The largest satellite on Wednesday's launch was the Jilin-1 (Wideband-1) Earth observation satellite. The satellite is part of a planned constellation of imaging satellites being developed by Chang Guang Satellite Technology Co., Ltd., a commercial spinoff from the Chinese Academy of Sciences. The satellite, also known as Red Flag-1 H9, will provide super wide coverage with resolution better than 1 meter.
Also aboard were two imaging satellites for Satellogic, an Argentina-based company with its own plans to build a commercial low Earth orbit Earth observation constellation. ÑuSat 7 and 8 are also known as Sophie and Marie, named for French mathematician Sophie Germain and physicist Marie Curie.
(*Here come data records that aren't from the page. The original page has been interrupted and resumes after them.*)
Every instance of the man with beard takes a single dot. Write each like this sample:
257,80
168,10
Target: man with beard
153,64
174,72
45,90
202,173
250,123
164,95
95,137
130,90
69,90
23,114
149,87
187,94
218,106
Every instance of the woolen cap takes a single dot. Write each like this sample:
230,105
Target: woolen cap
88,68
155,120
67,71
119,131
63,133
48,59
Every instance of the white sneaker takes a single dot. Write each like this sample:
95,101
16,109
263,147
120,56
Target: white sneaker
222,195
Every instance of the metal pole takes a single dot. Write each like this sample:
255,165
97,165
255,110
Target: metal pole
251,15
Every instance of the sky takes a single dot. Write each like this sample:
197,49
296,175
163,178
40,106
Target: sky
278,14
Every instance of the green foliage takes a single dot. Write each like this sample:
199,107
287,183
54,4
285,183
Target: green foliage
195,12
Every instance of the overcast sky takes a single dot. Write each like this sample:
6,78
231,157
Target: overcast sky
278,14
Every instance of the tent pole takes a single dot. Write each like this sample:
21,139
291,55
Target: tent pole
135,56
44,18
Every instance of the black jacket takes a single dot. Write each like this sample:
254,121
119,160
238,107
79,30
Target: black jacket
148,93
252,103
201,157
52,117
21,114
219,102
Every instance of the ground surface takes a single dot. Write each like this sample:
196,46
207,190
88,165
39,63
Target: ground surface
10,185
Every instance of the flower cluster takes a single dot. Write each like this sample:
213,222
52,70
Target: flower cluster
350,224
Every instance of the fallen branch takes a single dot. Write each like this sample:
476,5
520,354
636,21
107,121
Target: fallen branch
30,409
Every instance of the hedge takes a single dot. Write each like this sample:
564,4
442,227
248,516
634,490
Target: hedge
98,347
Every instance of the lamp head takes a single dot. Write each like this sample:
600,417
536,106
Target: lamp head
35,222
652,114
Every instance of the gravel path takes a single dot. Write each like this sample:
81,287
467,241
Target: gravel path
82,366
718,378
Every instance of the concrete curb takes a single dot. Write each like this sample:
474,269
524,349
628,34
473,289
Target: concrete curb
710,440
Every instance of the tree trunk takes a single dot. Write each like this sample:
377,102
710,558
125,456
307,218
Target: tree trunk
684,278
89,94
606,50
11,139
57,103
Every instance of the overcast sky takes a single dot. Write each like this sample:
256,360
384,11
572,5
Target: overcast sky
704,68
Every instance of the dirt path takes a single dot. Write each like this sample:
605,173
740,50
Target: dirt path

The final payload was a small satellite named Tianqi-5 for Internet of Things communications tests for a Chinese commercial small satellite company.
China is planning to launch as many as 50 times in 2020, following on from its 34 launches in 2019.
Major missions include sending an orbiter and rover to Mars in late July or early August, and the Chang’e-5 lunar sample return mission late in the year. Both missions will use the huge Long March 5 which recently returned to flight.
Also expected is a test launch of a rocket designed to lift China's space station modules into low Earth orbit. This test will carry an uncrewed next-generation spacecraft for human spaceflight.